Now comes the interesting part. We need to roll through these keys, grab all of the variables assigned to them, and arrange them in a time series with their new labels.

In [14]:
#Capture COSTAT data columns
cd_cols=[var for var in df_list[1].columns if var.endswith('D')]

def vars2df(var_str):
    #Capture associated variables
    varlist=[var for var in cd_cols if var_str in var]
    #Capture associated sub-DF
    df=df_list[1].set_index('STCOU')[varlist]
    #Generate new multiindex for columns
    col_idx=pd.MultiIndex.from_tuples([(var[:6],yr_map[var[6:9]]) for var in varlist])
    #Set to column
    df.columns=col_idx
    df.columns.names=['VAR','YEAR']
    #Stack the years into the index
    df=df.stack('YEAR')
    #Rename the variable
    df.columns=[costat_concept_map[var_str]]
    return df
    
#Create a container to hold all of the new single-variable DFs
costat_var_dfs=[]

#For each variable concept...
for cvar in costat_concept_map.keys():
    #...capture the single-variable DF 
    costat_var_dfs.append(vars2df(cvar))
    
#Capture RES_POP* DFs
res_pop1=[df for df in costat_var_dfs if df.columns in ['RES_POP1']][0].rename(columns={'RES_POP1':'RESPOP'})
res_pop2=[df for df in costat_var_dfs if df.columns in ['RES_POP2']][0].rename(columns={'RES_POP2':'RESPOP'})

#Generate consolidated RESPOP variable
respop=pd.concat([res_pop1.loc[(slice(None),slice(1972,1997)),:],res_pop2]).sortlevel(0)

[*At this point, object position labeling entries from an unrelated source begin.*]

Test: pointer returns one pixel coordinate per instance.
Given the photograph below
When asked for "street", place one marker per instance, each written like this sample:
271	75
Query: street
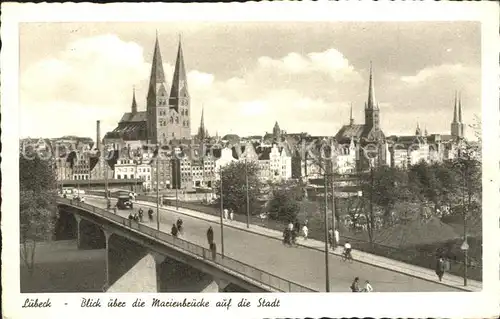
298	264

#Throw respop in costat_var_dfs
costat_var_dfs.append(respop)

costat_var_dfs[0]

Unnamed: 0_level_0,Unnamed: 1_level_0,D_GEN_EXP
STCOU,YEAR,Unnamed: 2_level_1
00000,1972,106499000
00000,1977,170938144
00000,1982,264355426
00000,1987,392014582
00000,1992,566959282
00000,1997,723603907
00000,2002,986370919
01000,1972,1060272
01000,1977,1905744
01000,1982,3153193


Depending on the variable, we end up having different time periods being covered.  We need to make sure that all variables can be joined together, so all years must be represented in the original set (to which all others will be joined).  We can execute this by taking the union of all the tuples underlying the MultiIndex in every variable-specific DF.  With this in hand, we can reindex the original DF, and join all the variables together.

In [15]:
#Capture union of all tuples from all indices
idx_tups=sorted(set.union(*[set(var_df.index.values) for var_df in costat_var_dfs]))

#Generate a new MultiIndex
idx_all_vars=pd.MultiIndex.from_tuples(idx_tups)

#Capture first variable DF
first_var=costat_var_dfs[0].reindex(idx_all_vars)

#Join all variables together
cvar_df=first_var.join(costat_var_dfs[1:])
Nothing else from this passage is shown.